Cuffaro spiato in casa e al bar: la paranoia non lo ha salvato
Microspie e telecamere ovunque: l’ex governatore siciliano si credeva al sicuro, ma i carabinieri del Ros ascoltavano tutto, anche nel suo “ufficio segreto” al bar
Dalla lettura dell’ordinanza della Procura, continuano ad emergere dettagli sulle indagini che hanno coinvolto l’ex presidente della Regione e numerose altre persone tra politici, dirigenti e funzionari. Totò Cuffaro si sentiva al sicuro nel suo appartamento di via Scaduto, a Palermo. «A casa mia cose non me ne nascondono», diceva con convinzione, certo che quelle mura fossero impermeabili a occhi e orecchie indiscrete.

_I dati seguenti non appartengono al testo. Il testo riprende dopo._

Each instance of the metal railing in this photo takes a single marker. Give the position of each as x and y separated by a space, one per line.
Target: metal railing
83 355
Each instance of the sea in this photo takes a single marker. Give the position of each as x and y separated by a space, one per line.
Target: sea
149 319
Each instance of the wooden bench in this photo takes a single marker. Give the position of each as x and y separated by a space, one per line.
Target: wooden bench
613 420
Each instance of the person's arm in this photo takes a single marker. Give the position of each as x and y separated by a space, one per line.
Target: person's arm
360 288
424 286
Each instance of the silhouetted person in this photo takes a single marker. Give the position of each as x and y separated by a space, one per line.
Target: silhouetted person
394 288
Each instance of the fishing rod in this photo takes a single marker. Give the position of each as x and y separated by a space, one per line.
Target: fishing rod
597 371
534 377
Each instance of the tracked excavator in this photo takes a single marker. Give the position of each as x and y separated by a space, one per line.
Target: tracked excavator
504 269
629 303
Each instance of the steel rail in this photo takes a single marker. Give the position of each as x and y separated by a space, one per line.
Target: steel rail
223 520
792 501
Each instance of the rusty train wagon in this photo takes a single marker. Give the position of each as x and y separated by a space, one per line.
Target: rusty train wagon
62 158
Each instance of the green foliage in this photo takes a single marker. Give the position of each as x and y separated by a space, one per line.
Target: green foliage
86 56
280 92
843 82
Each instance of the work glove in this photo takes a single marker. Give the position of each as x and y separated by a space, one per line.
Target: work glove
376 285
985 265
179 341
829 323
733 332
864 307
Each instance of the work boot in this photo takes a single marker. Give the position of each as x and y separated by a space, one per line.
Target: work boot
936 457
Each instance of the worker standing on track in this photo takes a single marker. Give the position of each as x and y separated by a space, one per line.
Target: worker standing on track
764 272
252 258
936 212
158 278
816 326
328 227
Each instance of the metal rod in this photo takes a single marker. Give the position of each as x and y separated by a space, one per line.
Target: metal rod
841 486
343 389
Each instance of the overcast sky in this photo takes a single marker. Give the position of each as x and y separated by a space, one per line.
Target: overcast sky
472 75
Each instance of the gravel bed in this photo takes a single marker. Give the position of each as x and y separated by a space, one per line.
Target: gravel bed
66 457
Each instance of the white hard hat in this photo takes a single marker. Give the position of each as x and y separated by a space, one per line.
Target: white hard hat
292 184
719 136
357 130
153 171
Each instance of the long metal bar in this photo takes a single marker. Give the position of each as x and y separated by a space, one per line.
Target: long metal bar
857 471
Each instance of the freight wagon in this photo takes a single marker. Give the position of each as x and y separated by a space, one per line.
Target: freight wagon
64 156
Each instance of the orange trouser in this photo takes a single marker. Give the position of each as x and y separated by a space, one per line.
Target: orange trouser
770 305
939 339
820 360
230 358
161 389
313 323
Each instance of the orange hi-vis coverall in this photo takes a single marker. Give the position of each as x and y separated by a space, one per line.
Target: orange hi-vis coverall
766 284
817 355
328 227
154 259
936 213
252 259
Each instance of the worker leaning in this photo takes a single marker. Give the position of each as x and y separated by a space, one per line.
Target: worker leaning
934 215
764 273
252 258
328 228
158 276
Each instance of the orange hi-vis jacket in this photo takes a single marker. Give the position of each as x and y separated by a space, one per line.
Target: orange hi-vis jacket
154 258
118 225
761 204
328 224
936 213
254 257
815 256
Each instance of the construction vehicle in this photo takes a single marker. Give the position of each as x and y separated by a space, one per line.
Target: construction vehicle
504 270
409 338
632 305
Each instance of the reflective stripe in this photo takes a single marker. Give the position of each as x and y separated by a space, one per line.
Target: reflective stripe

Era lì che riceveva politici, imprenditori e fedelissimi, adottando rituali precisi: telefoni spenti, conversazioni riservate, precauzioni maniacali. Ma tutto era già compromesso. I carabinieri del Ros avevano trasformato la sua roccaforte in una sorta di sala di registrazione. Microspie piazzate nello studio, telecamere nascoste nell’androne del palazzo: ogni parola, ogni incontro, ogni gesto era monitorato. Anche il bar Costa, in via D’Annunzio, considerato da Cuffaro un rifugio pubblico e sicuro, era sotto controllo. Lì, come a casa, si spegnevano i cellulari. «Carmè, posa il telefono. Vai a metterlo là dentro», si può leggere nell’ordinanza. Lo ordinava al deputato regionale Carmelo Pace, suo uomo di fiducia, indicando un luogo lontano dalla zona di conversazione. La sua ossessione per la riservatezza si è rivelata inutile. Ogni precauzione, ogni strategia, ogni paranoia è stata aggirata. Cuffaro parlava, e i militari ascoltavano. Silenziosamente, ma inesorabilmente.